To the Editor,
Ms. McCasky in her letter to the editor two Sundays ago chided Steubenville’s Bishop Monforton for not speaking out about what I presume was the moral and financial malfeasance of former bishop Bransfield of the Wheeling/Charleston Diocese. She said the diocese was a “corrupt enterprise” and “The priests are criminals from top to bottom….”
I had the pleasure of casually meeting Bishop Monforton a few years ago at the Christmas Nativity display at the Nutcracker Village. He was an engaging, spirit filled prelate, exactly how I had heard he would be. He also drives his own car and even rides a bicycle — Impression for a bishop! He is the “real deal” as the saying goes. He inherited an ongoing mess that continues to plague him, so why would he hurl rocks at our glass castle that disgraced bishop Bransfield was prince of?
To condemn the entire bushel of apples because a few at the top, as well as a few scattered about, were rotting is misguided. Bransfield’s three lieutenants, who apparently turned blind eyes, have been demoted and disbursed to various parishes. One, a monsignor, is now an assistant pastor. In our church, that is about as humbling as one can get unless one is banished to a monastery to live out their life in penance!
Yet not all is well in Denmark. A priest once remarked to me that they are little popes in their own parishes.

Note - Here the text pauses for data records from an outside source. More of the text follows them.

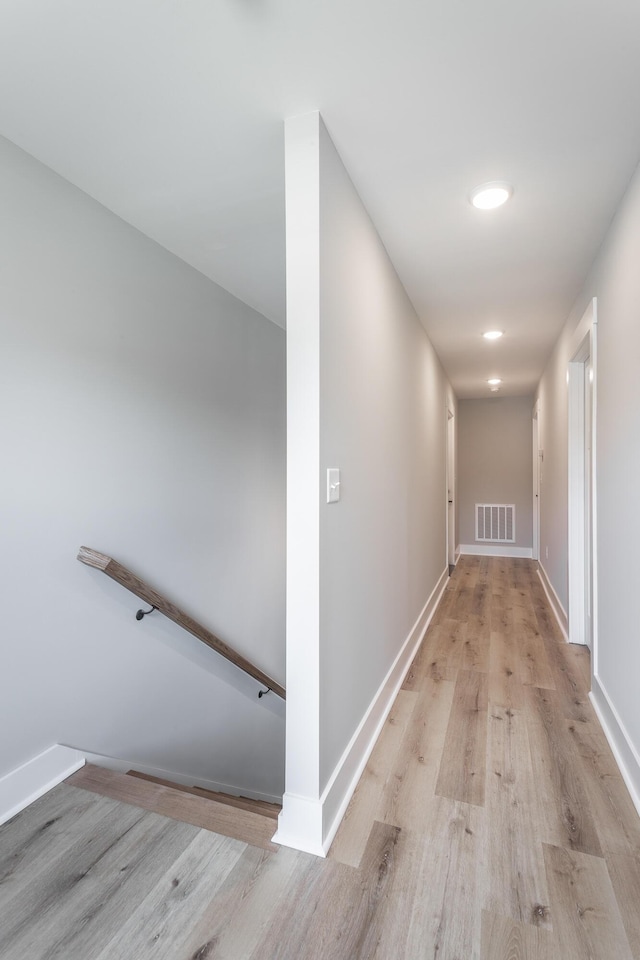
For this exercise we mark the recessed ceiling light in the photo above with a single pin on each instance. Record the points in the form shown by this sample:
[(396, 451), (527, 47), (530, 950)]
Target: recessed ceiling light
[(488, 196)]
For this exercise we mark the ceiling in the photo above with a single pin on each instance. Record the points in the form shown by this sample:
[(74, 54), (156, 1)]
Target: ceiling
[(170, 113)]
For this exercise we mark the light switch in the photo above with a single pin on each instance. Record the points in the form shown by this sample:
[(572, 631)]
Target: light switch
[(333, 485)]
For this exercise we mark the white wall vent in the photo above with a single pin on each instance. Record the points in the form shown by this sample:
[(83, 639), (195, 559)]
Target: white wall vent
[(496, 522)]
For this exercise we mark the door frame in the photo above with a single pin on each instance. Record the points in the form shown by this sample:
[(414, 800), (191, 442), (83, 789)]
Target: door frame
[(450, 487), (535, 449), (581, 515)]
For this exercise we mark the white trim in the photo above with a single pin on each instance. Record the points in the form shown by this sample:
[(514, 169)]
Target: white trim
[(37, 776), (186, 779), (554, 601), (535, 451), (621, 744), (494, 550), (310, 825)]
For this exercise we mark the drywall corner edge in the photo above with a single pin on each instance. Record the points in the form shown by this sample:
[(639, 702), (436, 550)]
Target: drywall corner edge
[(27, 783)]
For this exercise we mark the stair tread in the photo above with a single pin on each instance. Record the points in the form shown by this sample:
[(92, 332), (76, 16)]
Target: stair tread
[(181, 804)]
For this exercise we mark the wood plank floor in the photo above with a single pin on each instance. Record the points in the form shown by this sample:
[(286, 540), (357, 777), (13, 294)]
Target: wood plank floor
[(491, 823)]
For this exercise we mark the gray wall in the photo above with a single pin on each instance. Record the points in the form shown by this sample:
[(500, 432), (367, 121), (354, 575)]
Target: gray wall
[(142, 414), (615, 281), (495, 461), (383, 399)]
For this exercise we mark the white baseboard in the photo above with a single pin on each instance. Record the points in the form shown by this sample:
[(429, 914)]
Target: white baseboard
[(495, 550), (186, 780), (621, 744), (310, 825), (554, 601), (37, 776)]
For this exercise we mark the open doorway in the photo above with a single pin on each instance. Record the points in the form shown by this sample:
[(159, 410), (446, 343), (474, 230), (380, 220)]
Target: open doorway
[(535, 552), (582, 529), (451, 491)]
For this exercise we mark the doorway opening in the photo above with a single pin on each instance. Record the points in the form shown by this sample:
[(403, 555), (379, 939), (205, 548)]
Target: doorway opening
[(536, 454), (451, 491), (581, 492)]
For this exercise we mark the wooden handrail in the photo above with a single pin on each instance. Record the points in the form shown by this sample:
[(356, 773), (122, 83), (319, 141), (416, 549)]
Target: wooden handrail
[(142, 589)]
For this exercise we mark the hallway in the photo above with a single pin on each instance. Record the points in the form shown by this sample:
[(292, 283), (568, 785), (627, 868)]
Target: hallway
[(491, 823), (516, 835)]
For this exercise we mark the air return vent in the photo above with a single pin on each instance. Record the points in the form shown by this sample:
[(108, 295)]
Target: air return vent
[(496, 522)]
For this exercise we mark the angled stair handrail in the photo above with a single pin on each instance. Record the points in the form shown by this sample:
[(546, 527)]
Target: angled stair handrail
[(142, 589)]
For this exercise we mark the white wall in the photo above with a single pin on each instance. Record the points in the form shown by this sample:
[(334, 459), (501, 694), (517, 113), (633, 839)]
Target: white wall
[(615, 281), (366, 394), (142, 413), (495, 462)]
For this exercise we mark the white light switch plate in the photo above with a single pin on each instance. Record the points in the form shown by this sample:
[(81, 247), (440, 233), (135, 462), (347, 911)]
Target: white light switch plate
[(333, 485)]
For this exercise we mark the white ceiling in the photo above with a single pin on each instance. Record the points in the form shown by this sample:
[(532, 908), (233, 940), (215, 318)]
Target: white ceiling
[(170, 112)]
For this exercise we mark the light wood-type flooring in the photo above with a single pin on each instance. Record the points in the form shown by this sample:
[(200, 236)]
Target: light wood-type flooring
[(491, 823)]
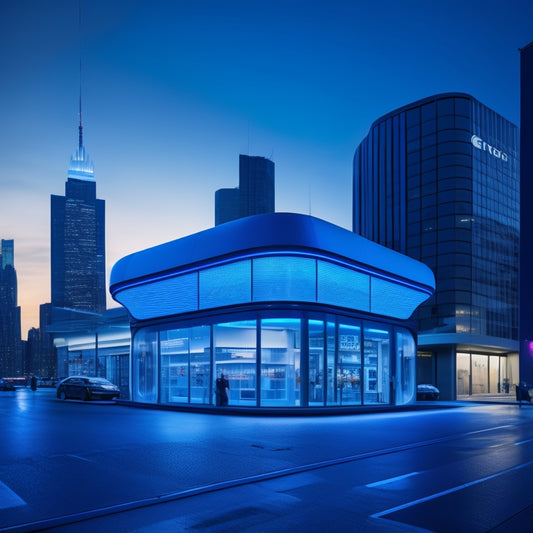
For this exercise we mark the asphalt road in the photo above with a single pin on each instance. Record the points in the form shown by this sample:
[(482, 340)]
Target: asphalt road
[(81, 466)]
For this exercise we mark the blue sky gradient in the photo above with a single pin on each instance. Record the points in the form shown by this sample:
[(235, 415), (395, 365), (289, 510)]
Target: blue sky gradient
[(173, 91)]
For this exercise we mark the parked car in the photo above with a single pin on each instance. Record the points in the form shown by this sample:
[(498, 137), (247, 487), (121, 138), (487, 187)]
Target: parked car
[(427, 392), (6, 385), (87, 388)]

Even though we have school boards and parish and finance councils, they have no real say; they are simply advisory entities that can be ignored at will. Every time a parish gets a new pastor, the pastor goes about tailoring the parish to suit his whims. Weather it is the procedures of the laity at the alter, or the decor, or finances; whatever, the priest can run roughshod regardless of how much time, talent, and treasure were expended previously. An excellent example was the demolition of the bell tower at Sacred Heart instead of having it repaired.
The most valid reason I know for priests to be married is unilateral decision making is not well tolerated in marriage. Priests would learn the art of compromise as opposed to dictatorial power. The old saying, “Power corrupts and absolute power absolutely corrupts” is not just true for bishops, but priests as well.